ADVANCES IN LARGE-AREA NANOPATTERNING BY NANOIMPRINT LITHOGRAPHY AND APPLICATIONS IN LIGHT-EMITTING DEVICES

Abstract

The research work presented in this dissertation focused on two main areas. One part is to discuss some novel nanofabrication techniques based on nanoimprint lithography (NIL) for making dielectric and metallic nanostructures on rigid or flexible substrates. The other part is to discuss the application of the fabricated nanostructures in light-emitting devices, particularly the organic light emitting diodes (OLEDs).

In the first part, several NIL based nanofabrication techniques are discussed: (a) a compositional NIL process is developed to fabricate a 400nm-pitch 2-D nanomesh mold from 1-D grating.
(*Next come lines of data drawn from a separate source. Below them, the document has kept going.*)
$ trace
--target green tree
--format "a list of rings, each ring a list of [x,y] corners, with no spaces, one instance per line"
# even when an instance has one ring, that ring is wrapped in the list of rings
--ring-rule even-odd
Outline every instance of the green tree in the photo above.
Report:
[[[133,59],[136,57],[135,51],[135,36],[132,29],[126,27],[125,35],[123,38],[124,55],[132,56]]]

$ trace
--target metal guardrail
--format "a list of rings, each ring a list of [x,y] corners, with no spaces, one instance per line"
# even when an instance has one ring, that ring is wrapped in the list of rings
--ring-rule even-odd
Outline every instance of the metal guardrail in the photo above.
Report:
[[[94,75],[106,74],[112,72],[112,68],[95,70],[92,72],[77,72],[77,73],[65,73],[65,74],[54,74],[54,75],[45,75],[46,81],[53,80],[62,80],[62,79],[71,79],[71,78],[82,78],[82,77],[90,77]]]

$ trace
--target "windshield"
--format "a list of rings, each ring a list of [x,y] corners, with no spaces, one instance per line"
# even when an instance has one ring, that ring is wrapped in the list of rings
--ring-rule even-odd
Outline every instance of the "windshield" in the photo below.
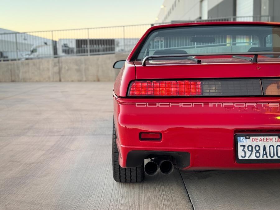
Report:
[[[153,55],[279,51],[278,27],[188,26],[153,31],[137,59]]]

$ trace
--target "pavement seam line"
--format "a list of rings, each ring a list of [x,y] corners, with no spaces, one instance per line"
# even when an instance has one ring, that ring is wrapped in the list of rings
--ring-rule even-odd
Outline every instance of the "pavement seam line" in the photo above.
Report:
[[[179,171],[179,173],[180,174],[180,176],[181,176],[181,178],[182,179],[182,181],[183,182],[183,183],[184,184],[184,186],[185,186],[185,189],[186,189],[186,191],[187,192],[187,194],[188,195],[188,197],[189,197],[189,202],[190,202],[191,204],[192,204],[192,208],[193,208],[193,209],[194,210],[194,204],[193,203],[193,202],[192,202],[192,199],[191,199],[190,197],[189,196],[189,192],[188,192],[188,189],[187,189],[187,186],[186,186],[186,184],[185,184],[185,182],[184,181],[184,180],[183,178],[183,177],[182,176],[182,174],[181,174],[181,172]]]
And by using the nanomesh mold, dielectric nanomesh structures are patterned in the glass substrate; (b) a double-imprint NIL is developed to fabricate a hexagonal-lattice moiré pattern of pillar arrays which can be used as a micro-lens array; (c) a NIL process is developed to fabricate ultrathin (15nm) metallic nanomesh with 200nm pitch and large holes (180nm); (d) a variety of NIL, termed “transfer nanoprinting” is developed to fabricate metallic nanomesh on delicate flexible substrate (e.g., PDMS) which cannot sustain the high temperature or chemical used in typical NIL process.

In the second part, firstly, by replacing the conventional planar glass substrate with the dielectric nanomesh substrate (DNM-substrate) we developed, the OLEDs can achieve a 1.33-fold light extraction efficiency enhancement and a 1.8-fold power efficiency enhancement. Then by further improving the DNM-substrate, a high-index deep-groove dielectric nanomesh substrate (HDNM-substrate) is developed. And the OLED fabricated on this substrate achieve a 1.85-fold light extraction enhancement factor. Secondly, we demonstrate the convex-lens optical behavior of the hexagonal-lattice moiré pattern of pillar arrays by optical simulations. And by applying this pattern in the OLED substrates, over 100% light extraction enhancement is achieved. Thirdly, the ITO electrode of the OLED is replaced by MESH to form a metal/dielectric/metal plasmonic-cavity OLED, termed “PlaCSH-OLED”. Optical simulations demonstrate the optical antenna effect of the PlaCSH cavity with short cavity length at the LSPR wavelength of the MESH which can be used to enhance the light extraction efficiency. Experimentally, a working PlaCSH-OLED was demonstrated and we found the fabricated device exhibited optical microcavity resonant behavior rather than plasmonic cavity resonant behavior due to the long cavity length which indicated the improvement needed for the future work.